The KAICIID Peace Map is the result of months of research by the KAICIID Research team, and their collaborators, the International Peace Institute, the Harvard Pluralism Project, and the Coexister Interfaith Tour. In its first phase, we provide you with information on more than 400 organisations that are doing interreligious dialogue internationally.. Based upon websites in Arabic, Chinese/Mandarin, English, French, German, Hindi, Portuguese, Russian, or Spanish, the IRD-Directory includes organizations from all continents. The website is designed to help users find organisations by region, and by area of expertise, and to demonstrate interlinkages between them, where they exist. Use the Peace Factors and Thematic Maps to assess the contexts in which these organisations are active.

Finally, the Dialogue Voices provide a space for interreligious dialogue practitioners around the world to present their work, in their own words.

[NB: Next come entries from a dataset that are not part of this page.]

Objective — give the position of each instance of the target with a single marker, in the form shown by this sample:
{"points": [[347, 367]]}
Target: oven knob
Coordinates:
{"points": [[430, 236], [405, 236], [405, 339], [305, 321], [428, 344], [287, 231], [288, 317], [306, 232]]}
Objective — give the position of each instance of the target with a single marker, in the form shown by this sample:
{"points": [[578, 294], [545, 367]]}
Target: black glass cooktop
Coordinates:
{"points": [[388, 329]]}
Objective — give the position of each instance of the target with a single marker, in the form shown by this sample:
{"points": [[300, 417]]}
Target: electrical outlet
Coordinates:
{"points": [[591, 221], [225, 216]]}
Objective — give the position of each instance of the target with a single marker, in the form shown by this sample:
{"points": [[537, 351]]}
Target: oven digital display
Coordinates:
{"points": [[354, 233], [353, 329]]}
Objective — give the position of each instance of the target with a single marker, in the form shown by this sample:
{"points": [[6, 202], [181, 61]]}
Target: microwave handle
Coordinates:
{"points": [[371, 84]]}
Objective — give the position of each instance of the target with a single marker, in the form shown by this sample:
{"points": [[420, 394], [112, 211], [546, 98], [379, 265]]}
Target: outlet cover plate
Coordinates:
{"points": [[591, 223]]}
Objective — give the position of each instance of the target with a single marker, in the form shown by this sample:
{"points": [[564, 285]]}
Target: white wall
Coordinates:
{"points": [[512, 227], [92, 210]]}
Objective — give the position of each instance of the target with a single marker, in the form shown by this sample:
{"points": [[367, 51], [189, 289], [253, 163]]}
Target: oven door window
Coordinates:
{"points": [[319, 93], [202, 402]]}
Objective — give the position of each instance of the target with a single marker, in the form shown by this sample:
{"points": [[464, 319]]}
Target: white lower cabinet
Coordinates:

We hope that the Peace Map will help close the gaps that exist between the many practitioners on the ground and a variety of other organizations at all levels. We hope policy makers, such as the world leaders meeting at the United Nations General Assembly this week, will use the platform to include interreligious dialogue in their toolkit to achieve sustainable development and conflict resolution.

We will continue to add more organizations to the Peace Map, so please check back frequently. We will also add more granular data on the national and local level, and analyses on interreligious dialogue activities in their socio-cultural context. 

We want the PMP to become one of the places to better understand how IRD contributes to “glocal” dynamics on a global scale – not just by providing concise and accurate data but also by helping people to form their own opinions based on this data.

We hope you will visit the Peace Map, share it with your colleagues, add your own organisations to the database, and most importantly, let us know what improvements you would like us to make so it can serve you, as professionals interested in interreligious dialogue, better!